Accounting


How to ensure your executive compensation package is effective, fair and legal



Harry Cendrowski, Cendrowski Corporate Advisors LLC

By Troy Sympson


Smart Business Chicago | April 2010

Page 1 of 2


Harry Cendrowski, Managing director, Cendrowski Corporate Advisors LLC
Harry Cendrowski, Managing director, Cendrowski Corporate Advisors LLC

Now more than ever, executive compensation plans are under the microscope. As a result, organizations must be careful when it comes to their executive compensation strategies.

In the past, many executives have been compensated purely on financial metrics. However, such practices do not recognize that successful financial performance is a result of successful operational strategies.

Moreover, with the current heightened level of scrutiny on executive compensation, many firms are actively benchmarking their compensation packages against those of their peers.

“Compensation packages require careful deliberation and should be tailored specifically to each organization,” says Harry Cendrowski, CPA, ABV, CFF, CFE, CVA, CFD, CFFA, the managing director of Cendrowski Corporate Advisors LLC.

Smart Business spoke with Cendrowski about the issues surrounding executive compensation packages and the strategies you can use to make sure your package is effective, fair and legal.

What current issues do you see with respect to executive compensation?

Many public corporations compensate executives based on earnings, revenue and market share growth — in other words, they look largely at financial metrics in assessing an executive’s performance. However, financial metrics are the output of successful operations, product quality and a significant focus on the customer. Success in these areas often foreshadows successful financial performance, not vice versa.

For instance, Toyota was long revered for its customer-first focus. This intense focus produced successful financial results: The company was building products consumers were willing to buy, and many became repeat buyers of Toyota products.

More recently, however, a former high-level Toyota executive stated that ‘anti-family, financially oriented pirates hijacked’ the company, implying that some recent Toyota executives became too focused on finances instead of Toyota’s customers.

The actions of these individuals, arguably, caused Toyota to perhaps grow too fast, too soon.

Do some executive compensation packages overcompensate executives for excessive risk taking?

I’m not sure I’d phrase it that way. We’d first have to define what it means for risk taking to be ‘excessive.’ For instance, is it fair to state that banks were taking ‘excessive’ risks when many other financial institutions were taking similar risks? Weren’t their policies simply competitive?

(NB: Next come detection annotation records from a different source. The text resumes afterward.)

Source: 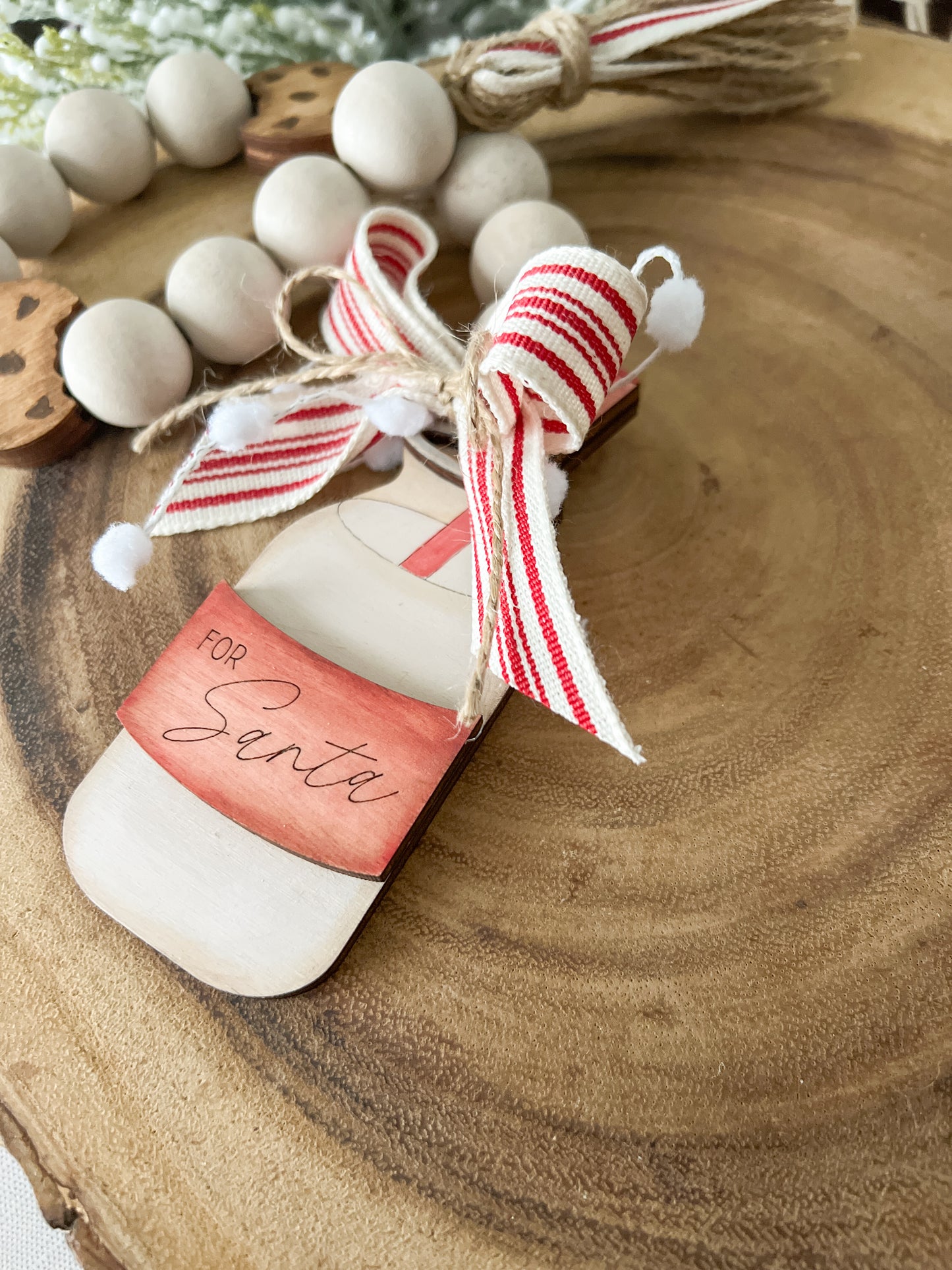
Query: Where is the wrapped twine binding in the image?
[443,0,852,132]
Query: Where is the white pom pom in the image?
[645,275,704,353]
[545,459,569,521]
[89,522,152,591]
[364,396,433,437]
[208,397,274,455]
[360,437,404,473]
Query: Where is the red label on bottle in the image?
[117,582,470,878]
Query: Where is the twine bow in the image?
[100,207,665,762]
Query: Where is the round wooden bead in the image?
[43,88,155,203]
[0,146,72,256]
[470,198,589,304]
[331,62,456,193]
[251,155,371,270]
[146,49,251,167]
[60,300,192,428]
[0,239,23,282]
[437,132,552,243]
[165,237,285,366]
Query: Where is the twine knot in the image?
[526,9,592,111]
[132,266,503,726]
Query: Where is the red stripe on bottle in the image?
[400,508,472,578]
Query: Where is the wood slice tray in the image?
[0,30,952,1270]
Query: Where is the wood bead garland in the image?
[435,132,552,243]
[251,155,371,270]
[241,62,356,174]
[43,88,155,203]
[146,51,251,167]
[470,198,589,304]
[0,146,72,256]
[165,236,285,366]
[331,62,456,194]
[0,52,599,457]
[60,300,192,428]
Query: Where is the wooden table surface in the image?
[0,22,952,1270]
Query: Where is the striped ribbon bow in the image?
[103,207,648,763]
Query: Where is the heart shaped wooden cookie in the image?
[241,62,356,171]
[0,278,96,467]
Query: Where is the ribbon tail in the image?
[459,401,645,763]
[144,391,379,537]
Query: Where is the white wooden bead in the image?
[437,132,552,243]
[251,155,371,270]
[165,237,285,366]
[470,198,589,304]
[0,146,72,256]
[43,88,155,203]
[0,239,23,282]
[146,49,251,167]
[60,300,192,428]
[331,62,456,193]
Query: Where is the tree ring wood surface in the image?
[0,30,952,1270]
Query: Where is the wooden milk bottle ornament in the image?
[63,207,700,996]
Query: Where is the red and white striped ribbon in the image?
[472,0,792,99]
[459,248,648,763]
[150,207,648,762]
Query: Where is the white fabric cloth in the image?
[0,1145,78,1270]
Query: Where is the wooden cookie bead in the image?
[0,278,94,467]
[165,237,285,366]
[43,88,155,203]
[0,146,72,256]
[251,155,371,270]
[0,239,23,282]
[331,62,456,193]
[470,198,589,304]
[435,132,552,243]
[146,51,251,167]
[241,62,356,173]
[60,300,192,428]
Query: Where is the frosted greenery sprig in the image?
[0,0,400,146]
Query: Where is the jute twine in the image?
[443,0,852,132]
[132,266,503,728]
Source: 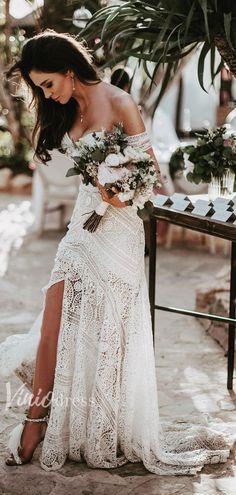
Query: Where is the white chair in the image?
[32,149,81,235]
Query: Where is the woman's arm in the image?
[98,93,160,208]
[117,94,160,180]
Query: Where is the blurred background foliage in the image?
[0,0,236,178]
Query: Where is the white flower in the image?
[118,191,134,201]
[105,153,120,167]
[183,153,194,177]
[98,162,127,186]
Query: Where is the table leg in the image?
[227,242,236,390]
[149,217,157,340]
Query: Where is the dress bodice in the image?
[62,129,152,153]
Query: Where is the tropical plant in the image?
[80,0,236,99]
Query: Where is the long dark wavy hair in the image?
[7,29,101,163]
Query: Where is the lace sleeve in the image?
[128,131,152,151]
[128,131,162,187]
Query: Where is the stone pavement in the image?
[0,199,236,495]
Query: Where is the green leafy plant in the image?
[80,0,236,100]
[170,127,236,184]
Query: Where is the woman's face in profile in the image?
[29,70,73,105]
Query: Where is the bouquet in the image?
[170,127,236,184]
[66,124,161,232]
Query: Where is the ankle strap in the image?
[24,414,49,423]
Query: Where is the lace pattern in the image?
[0,133,236,475]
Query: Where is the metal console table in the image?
[149,193,236,390]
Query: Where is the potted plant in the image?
[170,126,236,199]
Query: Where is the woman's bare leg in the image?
[6,281,64,459]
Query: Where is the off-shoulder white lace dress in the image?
[0,133,235,474]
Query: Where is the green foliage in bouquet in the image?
[170,127,236,184]
[66,124,128,186]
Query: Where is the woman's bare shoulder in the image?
[113,91,145,134]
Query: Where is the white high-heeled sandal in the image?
[5,414,49,466]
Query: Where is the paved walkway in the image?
[0,200,236,495]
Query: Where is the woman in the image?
[0,30,235,474]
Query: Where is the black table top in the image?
[152,193,236,241]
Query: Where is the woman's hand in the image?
[97,182,126,208]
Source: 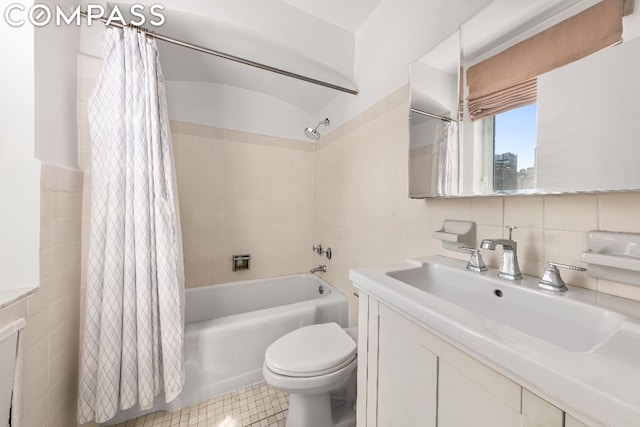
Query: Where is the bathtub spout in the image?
[310,265,327,273]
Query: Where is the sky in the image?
[494,104,537,170]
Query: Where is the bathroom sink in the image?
[349,256,640,426]
[386,262,626,352]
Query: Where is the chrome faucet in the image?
[311,265,327,273]
[480,226,522,280]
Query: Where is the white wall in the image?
[536,38,640,191]
[321,0,490,127]
[0,2,40,290]
[165,82,317,141]
[35,0,80,168]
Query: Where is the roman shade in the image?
[466,0,632,120]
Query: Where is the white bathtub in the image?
[107,274,348,425]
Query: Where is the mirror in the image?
[409,0,640,198]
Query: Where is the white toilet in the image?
[262,323,357,427]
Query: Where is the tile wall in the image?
[171,122,313,287]
[78,55,315,287]
[313,87,640,324]
[0,165,82,427]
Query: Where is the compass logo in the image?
[4,3,166,27]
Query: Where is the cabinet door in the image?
[377,309,438,427]
[438,358,522,427]
[522,389,565,427]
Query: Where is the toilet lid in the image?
[265,323,357,377]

Of course, hindsight is 20/20. Congress and many in America would like to point the finger at banks for taking excessive risks, but the financial policies of banks allowed them to deliver stellar returns to investors for many years. In fact, rather than discussing ‘excessive’ risk taking in the financial sector, I’d argue that we should really be investigating why so many institutions took similar risks. Such actions only serve to increase the correlation between portfolios of differing banks, exacerbating the effect of any shocks to the economy. This, in my mind, is really a fundamental causal factor of the credit crisis.